4. Angsuran Pembiayaan
a. Angsuran pembiayaan dibayarkan setiap minggu pada saat pertemuan majelis dalam jangka waktu 50 minggu.
b. Angsuran tersebut terdiri dari angsuran pokok, angsuran margin, tabungan wajib, tabungan cadangan, dan tabungan kelompok. Angsuran pokok berasal
dari jumlah pokok pembiayaan yang besarnya berkisar antara Rp 6.000,- hingga Rp 100.000,-, sedangkan angsuran margin berasal dari jumlah
margin pembiayaan yang besarnya telah disepakati pada akad sebelumnya. Tabungan wajib, cadangan, dan kelompok besarnya akan semakin
meningkat sesuai dengan plafon pembiayaan yang diterima anggota, sebagai contoh pada plafon pembiayaan Rp 500.000,- akan ditetapkan tabungan
wajib sebesar Rp 200,-, tabungan cadangan Rp 500,-, dan tabungan kelompok senilai Rp 300,-.

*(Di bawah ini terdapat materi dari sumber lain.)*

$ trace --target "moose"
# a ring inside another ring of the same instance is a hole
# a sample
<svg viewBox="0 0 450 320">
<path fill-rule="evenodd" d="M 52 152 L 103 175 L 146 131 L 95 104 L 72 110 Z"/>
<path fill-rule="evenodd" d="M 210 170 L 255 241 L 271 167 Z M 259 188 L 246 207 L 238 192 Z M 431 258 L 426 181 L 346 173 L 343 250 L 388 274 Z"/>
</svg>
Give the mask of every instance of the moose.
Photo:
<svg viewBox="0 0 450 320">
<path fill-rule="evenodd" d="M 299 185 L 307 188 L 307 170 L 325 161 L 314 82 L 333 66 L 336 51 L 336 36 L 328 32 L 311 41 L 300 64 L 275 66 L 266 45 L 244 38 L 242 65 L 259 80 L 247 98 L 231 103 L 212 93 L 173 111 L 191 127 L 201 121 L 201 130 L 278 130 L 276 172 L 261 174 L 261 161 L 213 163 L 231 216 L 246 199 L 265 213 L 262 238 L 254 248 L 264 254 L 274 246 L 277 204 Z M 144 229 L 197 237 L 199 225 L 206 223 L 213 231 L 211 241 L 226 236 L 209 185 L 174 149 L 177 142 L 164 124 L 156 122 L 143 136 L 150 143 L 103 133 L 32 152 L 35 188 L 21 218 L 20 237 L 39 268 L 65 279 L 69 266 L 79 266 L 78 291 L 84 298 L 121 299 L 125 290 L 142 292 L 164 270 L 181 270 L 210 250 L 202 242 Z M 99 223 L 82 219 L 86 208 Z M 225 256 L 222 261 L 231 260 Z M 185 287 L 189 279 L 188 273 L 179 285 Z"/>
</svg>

c. Tabungan wajib dan tabungan kelompok akan dikembalikan kepada anggota apabila anggota tersebut menyatakan keluar dari keanggotaan koperasi,
sedangkan tabungan cadangan akan dikembalikan kepada anggota setelah anggota tersebut telah memenuhi kewajiban angsurannya.
Ketentuan yang ditetapkan oleh KBI tersebut dibentuk atas dasar prinsip Grameen Bank
. Djumilah Zain dalam Thoha 2000 menyatakan bahwa Grameen Bank
dibangun atas dasar empat prinsip, yaitu sebagai berikut: a. Bantuan kredit diberikan dengan tidak ada jaminan agunan dan atau
penjamin.
30
b. Tidak ada sangsi hukum bila anggota tidak bisa mengembalikan pinjaman dan kredit tersebut dihibahkan bila anggota meninggal dunia.
c. Anggota tidak perlu datang ke kantor untuk mengurus pinjamannya, tetapi justru petugas yang mendatangi mereka dalam pertemuan rembug pusat.
d. Prosedur perkreditan dibuat sesederhana mungkin dengan tidak menggunakan banyak formulir yang tidak dimengerti oleh anggota.